Le tournage du septième long-métrage de Gérard Pirès s’achève le 10 décembre 1979. L’Entourloupe sort sur les écrans le 9 avril 1980 et récolte un accueil public et critique mitigé. Seulement 90.000 spectateurs se déplacent en salles, tandis que la presse dénonce un film « odieux, bête et méchant » (Télérama) et évoque, via Le Canard enchaîné, « les rires gênants » provoqués par les dialogues à caractère racistes et antisémites de Michel Audiard. Une référence, sans doute, au personnage de Ben Simon, le VRP juif interprété par Daniel Laloux, cible permanente des railleries de Castelard — « Je ne vous ai pas engagé en dépit que vous soyez juif, mais parce que vous êtes juif. Je tablais sur vos vertus ancestrales dont vous êtes malheureusement dépourvu : vous êtes un déplorable vendeur », lui assène Castelard, avant d’ajouter : « Et en plus, c’est un sale youpin ». « Le personnage de Bensimon était un clin d’œil à Gilles Bensimon, le grand photographe de mode, explique Gérard Pirès.
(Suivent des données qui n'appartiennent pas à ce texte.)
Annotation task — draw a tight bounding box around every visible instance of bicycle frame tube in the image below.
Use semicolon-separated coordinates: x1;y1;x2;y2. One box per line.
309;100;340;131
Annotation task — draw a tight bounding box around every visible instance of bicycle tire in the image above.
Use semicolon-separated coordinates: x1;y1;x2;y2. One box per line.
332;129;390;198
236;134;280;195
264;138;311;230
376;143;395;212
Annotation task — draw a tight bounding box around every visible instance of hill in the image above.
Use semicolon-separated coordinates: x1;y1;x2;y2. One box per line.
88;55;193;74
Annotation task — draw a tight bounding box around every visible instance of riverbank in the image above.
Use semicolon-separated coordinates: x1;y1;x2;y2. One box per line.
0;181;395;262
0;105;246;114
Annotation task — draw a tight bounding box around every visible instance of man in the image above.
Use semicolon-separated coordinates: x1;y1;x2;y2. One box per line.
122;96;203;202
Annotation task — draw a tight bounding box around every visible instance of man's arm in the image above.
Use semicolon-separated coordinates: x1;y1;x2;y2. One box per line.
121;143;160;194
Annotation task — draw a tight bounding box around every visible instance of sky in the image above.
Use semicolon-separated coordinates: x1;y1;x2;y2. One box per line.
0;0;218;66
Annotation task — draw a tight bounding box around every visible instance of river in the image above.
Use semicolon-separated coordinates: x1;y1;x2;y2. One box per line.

Bien souvent, les gens ne comprennent pas le deuxième degré. C’est même pour ça que j’ai glissé une phrase précise dans le film : dans une scène, deux arabes discutent dans un fossé. Des paysans passent et ils ne comprennent pas ce qu’ils se racontent. Ils disent : « ça doit être des Portugais », en clin d’œil à mes origines portugaises. »
Au lendemain de l’insuccès de L’Entourloupe, Gérard Pirès retrouve Jacques Dutronc pour Rends-moi la clé, puis envisage de tourner une nouvelle comédie basée sur un livre d’Italo Svevo sur un scénario de Françoise Giroud. Le 31 juillet 1981, son projet est annulé en raison d’un grave accident de la route. « J’ai eu les cordes vocales tranchées dans un accident de moto. Depuis, je porte une canule. Je ne pouvais plus faire de films, alors je suis passé à la pub. »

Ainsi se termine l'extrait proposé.